Feature Engineering, Is it really that simple?

Malvin Khoe
tiket.com
Published in
4 min readApr 27, 2023

So, you are an up-and-coming Data Scientist at the start of your journey. You start taking online courses on how to be a Data Scientist and on those courses, you encounter a section called “Feature Engineering”. You read through it and think to yourself, “Hmmm… is it really that simple?”

Yes! It is that simple, in theory, but it is a different story in practice.

Simply to put, Feature Engineering aims to make our raw data more suitable for our machine learning objective. This is an important step in building a machine-learning model because our model depends on the data we put in. If we feed the right data, the model will do great, but if we shove in the wrong or unnecessary data, the model won’t do any good. The data that we put in will affect the accuracy of the model, the prediction speed, the scalability, and many more.

The hardest part of feature engineering is knowing what data and techniques should we apply and when to utilize them. For example, in some cases, we need to normalize our data, but in other cases, we don’t. There are times when we can merge two or more features and there are times when we cannot do that. Just because one feature engineering technique works wonders in one case, that doesn’t mean it will have the same effect in other cases. So here are 3 tips that hopefully can help you with feature engineering

Know Your Model

Different models will require different kinds of features to work optimally. Some models are sensitive to numeric features, like Linear Regression for example. If the raw data have a wide range of numerical values, let’s say on one feature the range is between 0.001 and 1, and on another feature the range is between 1000 and 100,000; normalizing the data beforehand may lead to a better model than using the raw data. Techniques as simple as normalizing the data will have a big impact on a Linear Regression model but if you are using a tree-based model like Decision Tree, it won’t have that much of an impact. Having a lot of binary features, like the results of One-Hot Encoding, may suit well for a Decision Tree model. However, for a Linear Regression model it won’t be as good or even could make the model worse.

Knowing the limit of your model is also important, how much data are you working with? How many features will you use? If you are using a simple model, you need to simplify your features like merging a couple of related features and deleting unnecessary features.

You need to know your model first so that you can make the data in such a way that it will optimize your model performance.

Remember Your Objective

Sometimes when we are conducting feature engineering, we are so into it and tend to create more and more features; we forget the objective of our model. We need to remind ourselves of the objective and the expected results of our Exploratory Data Analysis (EDA).

Remembering the objective will help us in generating ideas on what kind of feature we could create that is relevant to the objective. For example, if we have 2 kinds of data, one for the average price that the user usually bought and one for the actual price of the product, and your objective is to find which product the user will most likely buy. Remembering the objective, we can create a feature that shows whether or not that product fits the user’s budget. We can create some sort of comparison feature, that is the actual price divided by the average items’ price which the user usually bought.
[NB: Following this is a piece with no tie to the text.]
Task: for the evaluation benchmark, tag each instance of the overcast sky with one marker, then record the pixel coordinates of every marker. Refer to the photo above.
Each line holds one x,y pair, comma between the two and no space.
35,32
The closer the result to 1, the more fitting the product’s price is to the user. Having such feature created, we can probably remove the other 2 features depending on the situation.

The results of our EDA also determine what kind of features we need to create or modify. Remember, EDA is the process where we try to analyze what kind of features will affect the outcome, and from EDA we already know what features matter the most. So if we have an idea for a new feature, but the EDA results say that the new feature won’t matter, then don’t do it, it would only wasting our time.

Don’t Stop Experimenting

Even though there are a lot of do’s and don’ts when we are conducting feature engineering, just remember, we are scientists! Don’t stop experimenting and don’t be afraid of trying new ideas! Sometimes when we are not sure about something, it’s just better to throw everything and see what sticks than over-analyzing and ended up doing nothing. The more we try things out, the more experience we gain. The more experience we gain, the better scientists we will become.

Conclusion

Feature Engineering is a simple concept, but conducting it properly requires a lot of practice and experience. So don’t be afraid to try things out. Sure, we might fail, but when we fail; but it is also a great opportunity for us to further investigate and learn “Why” we failed. Even these tips I just gave you are the results of learning from all of my past mistakes. Just remember, We are scientists and keep on learning is what scientists do.

--

--